In making the announcement yesterday Gov. Brewer encouraged people to “[do] the math and weight the evidence” as she explained via twitter that the cost of today’s uninsured using the emergency room for care amounts to a “hidden tax” on those with health insurance.
Governor Brewer joined Republican Governors Susana Martinez (New Mexico), Governor Jack Dalrymple (North Dakota), and Governor Brian Sandoval (Nevada) in supporting Medicaid expansion. GOP governors are citing the large number of people who will no longer be uninsured thanks to additional Medicaid eligibility under expansion, and noting the positive fiscal impact expansion will have on their state.

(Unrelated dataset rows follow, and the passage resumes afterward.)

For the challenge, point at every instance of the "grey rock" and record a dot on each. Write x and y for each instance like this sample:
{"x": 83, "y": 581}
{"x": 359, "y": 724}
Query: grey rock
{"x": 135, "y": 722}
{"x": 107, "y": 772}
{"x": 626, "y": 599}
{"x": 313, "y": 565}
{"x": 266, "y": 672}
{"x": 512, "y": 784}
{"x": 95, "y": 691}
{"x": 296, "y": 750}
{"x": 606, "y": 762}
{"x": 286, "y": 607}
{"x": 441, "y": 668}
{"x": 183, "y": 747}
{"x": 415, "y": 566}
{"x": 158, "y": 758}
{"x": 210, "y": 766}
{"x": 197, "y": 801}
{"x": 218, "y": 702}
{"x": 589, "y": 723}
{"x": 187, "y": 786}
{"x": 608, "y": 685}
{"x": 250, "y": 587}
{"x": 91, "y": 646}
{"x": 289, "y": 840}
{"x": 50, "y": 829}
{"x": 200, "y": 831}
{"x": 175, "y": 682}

Brewer announced her support for Medicaid expansion in her State of the State address, saying that it doesn’t make sense to forgo the federal dollars that come with expansion. The federal government will cover the entire cost of expansion for the first three years, and will continue to pay at least a 90 percent match for each additional year. Governors Martinez and Brewer intend to tie there states participation to a guarantee that this federal funding continues.
Currently, hospitals shift much of the costs of treating the uninsured on to insured patients. In contrast, health providers receive reimbursements for patients who are covered by Medicaid. Governor Brewer said that if the state turns down these available funds and the Medicaid expansion, Arizona will continue to have a high percentage of uninsured persons, many of whom show up in emergency rooms and will not be able to pay for necessary services provided to them.
Brewer, Sandoval, Dalrymple and Martinez join a growing list of governors who understand the positive impact expansion will have on their states. Medicaid expansion shouldn’t be a partisan issue – it is an issue of providing care for constituents and making responsible fiscal decisions.
Combined, these four states (Arizona, Nevada, New Mexico, and North Dakota) will see 280,000 people gain insurance through expanded Medicaid. But to make a major reduction in the nation’s massive number of uninsured, big states must get on board with expansion. For example, Texas and Florida, neither of which have signed on, have more than 2 million people that could gain coverage under the program according to recent estimates.